1. 2010 elections and Iraq’s emerging politics. Which parties will emerge on top in next March’s election? What governing coalition is formed between Iraq’s diverse political groups, who will lead the coalition, and will the losers accept their defeat peacefully?
As we’ve previously argued, the 2007-2008 “surge” has not yet delivered on bridging fundamental political divisions in Iraq — Iraq’s political transition and reconciliation remain stalled, and basic questions about how to share power left unanswered in the 2005 constitution are still unresolved. In the election debates, will political actors in Iraq create a new spectrum of thinking in Iraqi politics, or will they remain entrenched in their current positions? Or will more political actors simply offer up vague platitudes about unity, as happened in last January’s provincial elections?
2. Arab-Kurdish divisions. What are the security measures necessary to manage and resolve the Arab-Kurdish tensions in Kirkuk and the disputed territories? How will Iraq move forward with the proposed population census?
The census has been discussed for a long time, and immediately after the March 2010 elections there may be some steps taken to move forward on the census. Getting an accurate count of which Iraqis live where — more accurate than exists with the food ration card — could become even more sensitive as the possibility of a census approaches.
3. Oil production. Will Iraq attract the foreign investment necessary to increase its production and will the Iraqi government pass the oil and revenue sharing laws?

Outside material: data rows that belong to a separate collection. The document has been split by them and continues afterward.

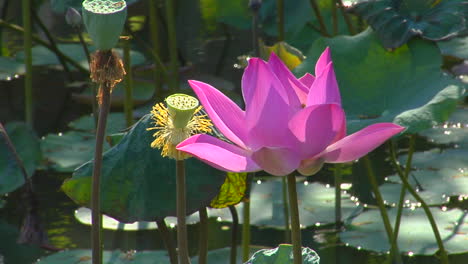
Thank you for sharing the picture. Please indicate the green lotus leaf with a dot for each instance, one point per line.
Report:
(317, 206)
(83, 256)
(137, 184)
(28, 149)
(405, 86)
(283, 255)
(397, 22)
(367, 231)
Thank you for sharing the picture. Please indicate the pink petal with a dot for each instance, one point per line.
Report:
(360, 143)
(308, 79)
(323, 61)
(297, 91)
(324, 90)
(277, 161)
(218, 154)
(224, 113)
(315, 127)
(267, 107)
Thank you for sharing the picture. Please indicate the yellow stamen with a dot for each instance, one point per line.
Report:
(167, 136)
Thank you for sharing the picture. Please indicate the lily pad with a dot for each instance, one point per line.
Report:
(283, 254)
(83, 256)
(405, 86)
(83, 215)
(416, 236)
(137, 184)
(397, 21)
(66, 151)
(27, 147)
(43, 56)
(316, 205)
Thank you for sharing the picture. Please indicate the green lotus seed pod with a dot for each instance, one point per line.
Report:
(104, 21)
(181, 107)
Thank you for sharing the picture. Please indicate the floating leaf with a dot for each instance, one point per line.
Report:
(137, 184)
(397, 22)
(232, 191)
(316, 205)
(367, 231)
(406, 86)
(27, 147)
(283, 254)
(83, 256)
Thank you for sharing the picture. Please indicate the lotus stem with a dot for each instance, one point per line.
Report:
(182, 243)
(443, 253)
(287, 230)
(96, 218)
(27, 47)
(337, 174)
(394, 252)
(235, 227)
(172, 42)
(155, 41)
(128, 103)
(323, 28)
(346, 17)
(280, 18)
(168, 241)
(203, 241)
(38, 40)
(403, 187)
(295, 225)
(246, 219)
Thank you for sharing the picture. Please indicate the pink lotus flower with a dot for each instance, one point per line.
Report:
(287, 124)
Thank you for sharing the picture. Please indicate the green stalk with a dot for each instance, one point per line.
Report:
(287, 231)
(96, 217)
(128, 103)
(334, 18)
(172, 42)
(403, 187)
(295, 225)
(280, 10)
(168, 241)
(337, 175)
(17, 28)
(323, 28)
(394, 252)
(442, 251)
(235, 227)
(348, 22)
(246, 219)
(203, 241)
(182, 243)
(27, 47)
(155, 36)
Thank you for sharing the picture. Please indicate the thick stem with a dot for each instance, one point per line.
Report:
(295, 225)
(280, 18)
(323, 28)
(172, 42)
(182, 244)
(96, 218)
(155, 36)
(27, 47)
(235, 227)
(246, 219)
(287, 230)
(168, 241)
(337, 175)
(203, 241)
(128, 103)
(403, 187)
(394, 252)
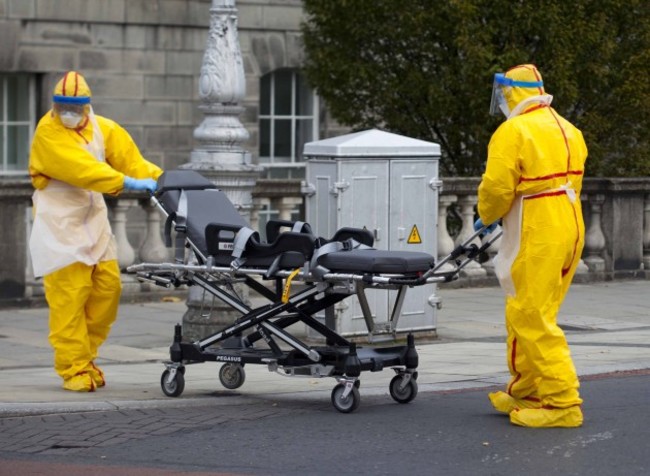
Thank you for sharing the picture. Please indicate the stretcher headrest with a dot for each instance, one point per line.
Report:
(182, 180)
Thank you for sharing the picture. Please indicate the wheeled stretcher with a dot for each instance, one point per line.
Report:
(215, 249)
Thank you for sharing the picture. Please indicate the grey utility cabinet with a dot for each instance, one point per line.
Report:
(388, 184)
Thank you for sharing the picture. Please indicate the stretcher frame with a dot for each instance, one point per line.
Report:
(236, 345)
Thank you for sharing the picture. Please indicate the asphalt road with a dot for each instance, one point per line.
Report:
(445, 433)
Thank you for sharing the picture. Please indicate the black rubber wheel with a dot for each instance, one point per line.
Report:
(232, 376)
(348, 404)
(176, 386)
(403, 395)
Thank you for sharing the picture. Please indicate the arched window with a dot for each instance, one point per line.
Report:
(288, 119)
(17, 121)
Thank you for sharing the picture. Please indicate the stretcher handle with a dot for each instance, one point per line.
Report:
(468, 249)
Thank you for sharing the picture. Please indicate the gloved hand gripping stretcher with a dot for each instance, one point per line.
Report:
(223, 250)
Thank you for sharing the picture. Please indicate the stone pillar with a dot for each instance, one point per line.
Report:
(15, 195)
(219, 155)
(594, 236)
(445, 241)
(467, 204)
(646, 234)
(125, 252)
(153, 248)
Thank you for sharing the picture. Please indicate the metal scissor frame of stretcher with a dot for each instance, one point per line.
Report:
(224, 251)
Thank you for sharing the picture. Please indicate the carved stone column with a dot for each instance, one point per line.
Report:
(219, 155)
(594, 236)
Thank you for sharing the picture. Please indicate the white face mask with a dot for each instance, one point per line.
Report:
(70, 119)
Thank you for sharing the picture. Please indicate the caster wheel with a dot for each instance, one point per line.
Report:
(403, 395)
(347, 404)
(176, 386)
(232, 376)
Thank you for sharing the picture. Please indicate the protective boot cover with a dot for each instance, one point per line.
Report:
(548, 417)
(504, 403)
(96, 374)
(81, 382)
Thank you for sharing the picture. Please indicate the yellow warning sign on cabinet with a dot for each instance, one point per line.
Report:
(414, 237)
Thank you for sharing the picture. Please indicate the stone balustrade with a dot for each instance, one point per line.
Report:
(616, 211)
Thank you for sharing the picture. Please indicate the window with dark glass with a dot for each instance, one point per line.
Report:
(288, 119)
(17, 121)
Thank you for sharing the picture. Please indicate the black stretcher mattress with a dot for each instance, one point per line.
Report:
(377, 261)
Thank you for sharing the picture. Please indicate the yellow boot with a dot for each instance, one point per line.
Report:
(96, 374)
(82, 382)
(506, 403)
(548, 417)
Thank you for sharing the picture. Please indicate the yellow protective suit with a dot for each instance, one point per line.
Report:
(533, 180)
(71, 242)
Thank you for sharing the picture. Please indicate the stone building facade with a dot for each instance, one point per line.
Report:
(142, 60)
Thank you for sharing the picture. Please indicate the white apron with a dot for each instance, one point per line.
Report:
(511, 238)
(71, 224)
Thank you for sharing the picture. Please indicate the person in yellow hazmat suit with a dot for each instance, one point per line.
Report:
(532, 182)
(76, 156)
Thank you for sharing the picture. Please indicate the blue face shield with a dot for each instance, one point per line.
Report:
(498, 103)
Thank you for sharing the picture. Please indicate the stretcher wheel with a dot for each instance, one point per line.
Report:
(232, 376)
(176, 386)
(347, 404)
(403, 395)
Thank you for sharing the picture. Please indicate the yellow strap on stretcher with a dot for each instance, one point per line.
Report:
(287, 286)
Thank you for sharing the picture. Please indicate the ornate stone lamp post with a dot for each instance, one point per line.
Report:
(219, 155)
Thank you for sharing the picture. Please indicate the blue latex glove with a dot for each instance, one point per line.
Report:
(478, 224)
(139, 184)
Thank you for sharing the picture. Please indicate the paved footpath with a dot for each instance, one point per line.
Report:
(607, 325)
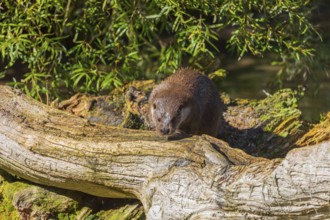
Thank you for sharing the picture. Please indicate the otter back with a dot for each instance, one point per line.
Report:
(188, 102)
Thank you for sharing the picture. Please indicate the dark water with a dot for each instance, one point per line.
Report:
(247, 79)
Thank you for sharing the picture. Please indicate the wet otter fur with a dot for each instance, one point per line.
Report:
(187, 102)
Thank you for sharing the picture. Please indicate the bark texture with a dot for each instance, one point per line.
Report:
(193, 178)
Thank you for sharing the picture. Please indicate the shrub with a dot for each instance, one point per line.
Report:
(94, 45)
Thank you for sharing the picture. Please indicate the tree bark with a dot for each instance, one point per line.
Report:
(199, 177)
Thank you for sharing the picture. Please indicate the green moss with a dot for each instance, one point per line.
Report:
(131, 212)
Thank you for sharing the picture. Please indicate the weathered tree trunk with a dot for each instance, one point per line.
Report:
(194, 178)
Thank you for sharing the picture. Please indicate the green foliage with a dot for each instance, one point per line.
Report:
(91, 45)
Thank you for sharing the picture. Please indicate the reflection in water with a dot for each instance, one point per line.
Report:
(247, 79)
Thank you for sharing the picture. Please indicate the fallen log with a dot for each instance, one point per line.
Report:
(199, 177)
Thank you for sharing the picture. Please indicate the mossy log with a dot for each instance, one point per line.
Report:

How will other major oil producing countries, particularly neighboring Saudi Arabia, react to the very real possibility in the coming decade that Iraq reemerges as a major producer?
Some analysts at the conference indicated that one implication of increased Iraqi oil production is that it could increase tensions within OPEC countries, an issue raised in this article last week.
4. Security forces in Iraq. Will Iraqi security forces be able to take control as U.S. forces depart in the next two years? What does Iraq’s overall security apparatus look like and how integrated is that system into a broader regional security framework?
As Iraq’s acting national security adviser mentioned, the size and capacity of Iraqi security forces have increased to the point where some are raising sustainability questions and what impact those forces have on Iraqi society. A related question is how coordinated and integrated Iraq’s security apparatus is with the rest of the region — a question complicated by continued uncertainties such as the role of Iran and how Arab Gulf countries react to both Iran’s moves and Iraq’s reemergence in the region.
5. U.S.-Iraq bilateral relations. Will U.S. forces depart according to the timetable outlined in the security agreement? Will the United States and Iraq move forward with the strategic framework agreement, and what does the U.S.-Iraq bilateral relationship look like in 2012 and beyond?
Mowaffak al-Rubaie made the case at the conference that the security agreement and the separate strategic framework agreement signed between the United States and Iraq last year were designed as linked together – the strategic framework agreement outlines a comprehensive plan for diplomatic, economic, cultural, and institutional development cooperation between the two countries, where as the security agreement outlined the rules governing the presence of U.S. forces starting in 2009.
Many Iraqis at the conference expressed concern that their country had faded as a priority in the United States. As a result, the implementation of the strategic framework agreement was weak, and some Iraqis at the conference made the point that this lack of follow through could lead Iraq to look elsewhere for partners. Where Iraq fits in the broader strategy of the United States in the Middle East remains an unanswered question, in large part because the Obama administration has not yet presented a comprehensive regional strategy.